Blog

  • For xenophobes and numismatists

    The Royal Mint has shown off its new coin designs, reports the Guardian, and they are pretty grim. Designed to look like bits of the royal coat of arms, that perfect symbol of everything British, the coins’ design works when they are arranged in a rather odd pattern (see the pic on the Graun website), but not in other ways.

    For starters, there’s no numerical statement of value, so if you’re someone who doesn’t understand the English words “one”, “fifty” and “twenty”, for instance, you can just piss off back to Bongo Bongo Land or wherever you came from, with compliments of the Royal Mint.

    What’s more, the royal coat of arms itself is not without unfortunate historical echos. No Wales, of course, which is part of England in heraldic terms (goodbye, Welsh Assembly), and the inclusion of the Irish harp, bits of which appear on the penny and the 50p, has a long story behind it.

    Bring on the Euro, please.

  • Bagel Delight Bakery, Cricklewood

    A bit of a hidden gem this, on the Broadway in Cricklewood near the Crown hotel. Great range of cakes, all very fresh, and good coffee.

  • Compensation for T5

    Interesting but not surprising that the BBC Q&A on the rights of those stranded at Heathrow leaves until the third screen any mention of the fact that the rights derive from EU legislation. If it had been straight bananas, it would have been “new EU rules” in the headline.

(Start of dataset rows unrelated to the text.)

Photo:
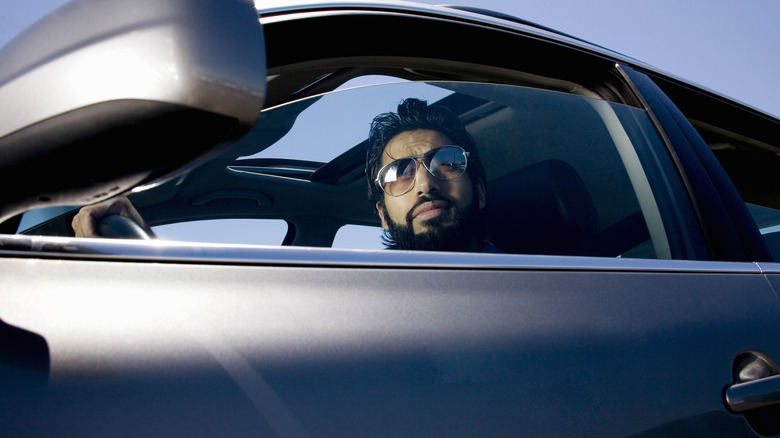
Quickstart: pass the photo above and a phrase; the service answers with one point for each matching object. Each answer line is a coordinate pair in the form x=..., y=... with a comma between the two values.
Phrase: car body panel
x=455, y=351
x=128, y=338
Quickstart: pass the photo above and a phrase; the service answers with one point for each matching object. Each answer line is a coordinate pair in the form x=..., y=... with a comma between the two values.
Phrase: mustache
x=427, y=198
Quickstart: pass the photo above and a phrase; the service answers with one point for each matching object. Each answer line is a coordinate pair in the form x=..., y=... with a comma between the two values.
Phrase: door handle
x=754, y=394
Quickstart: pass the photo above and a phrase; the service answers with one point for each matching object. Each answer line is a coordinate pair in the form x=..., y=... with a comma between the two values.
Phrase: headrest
x=544, y=208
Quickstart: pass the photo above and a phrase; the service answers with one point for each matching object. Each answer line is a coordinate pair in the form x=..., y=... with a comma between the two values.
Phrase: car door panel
x=335, y=351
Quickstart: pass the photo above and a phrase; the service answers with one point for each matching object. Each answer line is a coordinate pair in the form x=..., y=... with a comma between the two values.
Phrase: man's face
x=433, y=208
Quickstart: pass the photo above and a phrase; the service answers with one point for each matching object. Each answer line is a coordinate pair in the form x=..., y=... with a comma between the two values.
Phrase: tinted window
x=567, y=174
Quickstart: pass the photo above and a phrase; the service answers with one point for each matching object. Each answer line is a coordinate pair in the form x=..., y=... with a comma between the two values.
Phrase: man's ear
x=481, y=194
x=381, y=212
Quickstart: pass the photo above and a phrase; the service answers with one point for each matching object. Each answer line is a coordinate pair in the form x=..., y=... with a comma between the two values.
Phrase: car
x=637, y=217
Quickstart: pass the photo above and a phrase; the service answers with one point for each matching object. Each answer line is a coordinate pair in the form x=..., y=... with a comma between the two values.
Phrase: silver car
x=638, y=218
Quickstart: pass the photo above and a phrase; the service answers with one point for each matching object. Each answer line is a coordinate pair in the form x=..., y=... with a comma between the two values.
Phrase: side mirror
x=102, y=95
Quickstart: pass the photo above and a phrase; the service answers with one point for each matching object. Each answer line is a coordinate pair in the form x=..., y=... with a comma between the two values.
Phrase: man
x=425, y=179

  • Haven’t they suffered enough?

    The BBC reports:

    A man bidding to buy Mansfield Town is planning to rename the club Harchester United after the former Sky series The Dream Team

    Which just goes to show that the ‘fit and proper person‘ test needs to be extended to cover coin-eyed publicity-seeking nobodies without the sense to understand the what a club’s history and reputation mean to its fans. I mean, Dream Team, for fuck’s sake. Even Fulchester United would be better.

  • Come to Blackpool. Please.

    The BBC news is reporting a desperate publicity stunt (sorry, but it is) by the leader of Blackpool Council. According to the report, the Council, whose watch committee banned the group from the town in 1964, are going to write to Mick et al and invite them back.

    The BBC’s report says that the watch committee’s decision “has effectively kept the band out of the resort ever since”. That, and the fact that it’s, you know, Blackpool.

  • Gordon Brown in le Monde

    Gordon Brown has given his first foreign press interview, to Le Monde. It’s here.

  • Credulous Bayesians

    I posted this – a paper on extremism and online debate, among other things – over at the Demsoc blog.

  • Café Pascucci, Clapham Junction

    Grabbed breakfast this morning at Café Pascucci on St John’s Road near Clapham Junction. Great little Italian cafe with comfortable modern surroundings and fantastic espresso. Their English breakfast was also very good.

  • How journalism works

    New from the Daily Hate: make up a story about how immigrants are all lying thieving bastards. We won’t check the facts, and we’ll pay you one hundred pounds!

    (Greenslade)

  • The need for the war on Terror

    I don’t always agree with Glenn Greenwald, a political blogger at Salon, but his piece today, on how the supporters of the GWOT are motivated in part by a desire to be seen as soldiers in a great cause, really hits some good points. Bonus credit, too, for referencing the Paranoid Style in American Politics, which describes a lot of Internet debate avant la lettre.